Closely following this is, of course, the Macy's Thanksgiving Day Parade. I didn't know why Thanksgiving managed to stand alongside the Fourth of July as one of only two major holidays so closely associated with parades, but I didn't mind. When it came to watching the show, I cared about one thing and one thing only - the floats. Huge inflatable representations of my favorite cartoon characters, larger than life, right there on TV. The floats with costumed characters and crazy productions were cool, too. I was mesmerized, and whenever they cut away to one of the concert numbers or other non-float things, I got annoyed. The one float I always looked forward to the most was the Garfield float.


Truly a thing of beauty. I remember the year they retired this float. I watched the parade, desperately awaiting the arrival of one of my beloved childhood icons, and he never showed up. I was very upset. And also like seven years old, you gotta understand. Fortunately they replaced him with a new float, but I preferred the old one because the new one stood upright, and the bipedal characters were always tilted way forward. Old Garfield was right-way-up. He knew the score. 

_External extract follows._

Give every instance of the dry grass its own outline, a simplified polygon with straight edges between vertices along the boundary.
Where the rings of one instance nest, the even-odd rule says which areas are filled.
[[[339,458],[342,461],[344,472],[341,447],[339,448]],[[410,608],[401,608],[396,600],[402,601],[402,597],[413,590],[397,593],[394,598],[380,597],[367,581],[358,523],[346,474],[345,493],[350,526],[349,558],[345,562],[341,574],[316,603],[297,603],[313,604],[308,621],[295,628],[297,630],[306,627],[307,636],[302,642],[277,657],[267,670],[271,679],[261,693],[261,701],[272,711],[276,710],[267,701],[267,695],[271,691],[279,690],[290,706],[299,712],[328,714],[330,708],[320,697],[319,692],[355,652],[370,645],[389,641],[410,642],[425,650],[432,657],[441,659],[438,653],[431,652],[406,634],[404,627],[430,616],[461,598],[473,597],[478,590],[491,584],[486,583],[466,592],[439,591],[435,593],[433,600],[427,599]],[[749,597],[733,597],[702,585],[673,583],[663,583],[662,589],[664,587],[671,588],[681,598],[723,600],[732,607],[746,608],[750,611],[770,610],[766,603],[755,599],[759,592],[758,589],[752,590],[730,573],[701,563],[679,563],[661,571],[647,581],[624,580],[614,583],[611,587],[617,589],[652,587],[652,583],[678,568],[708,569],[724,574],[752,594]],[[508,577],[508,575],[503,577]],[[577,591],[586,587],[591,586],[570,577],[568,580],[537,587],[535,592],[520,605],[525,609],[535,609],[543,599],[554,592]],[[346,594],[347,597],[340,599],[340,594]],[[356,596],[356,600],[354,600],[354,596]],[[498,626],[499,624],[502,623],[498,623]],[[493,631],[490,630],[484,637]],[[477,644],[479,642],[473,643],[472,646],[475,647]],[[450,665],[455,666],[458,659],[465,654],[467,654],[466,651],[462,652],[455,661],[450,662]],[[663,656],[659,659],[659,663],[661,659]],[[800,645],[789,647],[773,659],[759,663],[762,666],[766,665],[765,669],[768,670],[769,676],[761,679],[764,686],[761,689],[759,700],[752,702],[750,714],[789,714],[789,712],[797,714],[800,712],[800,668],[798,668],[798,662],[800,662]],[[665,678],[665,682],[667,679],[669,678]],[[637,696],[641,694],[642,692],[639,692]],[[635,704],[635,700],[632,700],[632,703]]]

Aside from the parades and some foggy memories of visits to the houses of various uncles, I have few memories of Thanksgiving. However, I do associate the cartoon A Pup Named Scooby-Doo with Thanksgiving, and I'm pretty sure that's because Cartoon Network held a marathon of it one year on turkey day and I flipped back and forth between it and the parade. I associate Foster's Home For Imaginary Friends with the Fourth of July and The Twilight Zone with New Year's Day for the same reason.

Batten down the hatches - two days from now the Christmas juggernaut steps up its game. We got our first major snowfall of the year this morning, so I'm in the right frame of mind. Christmas music, here I come!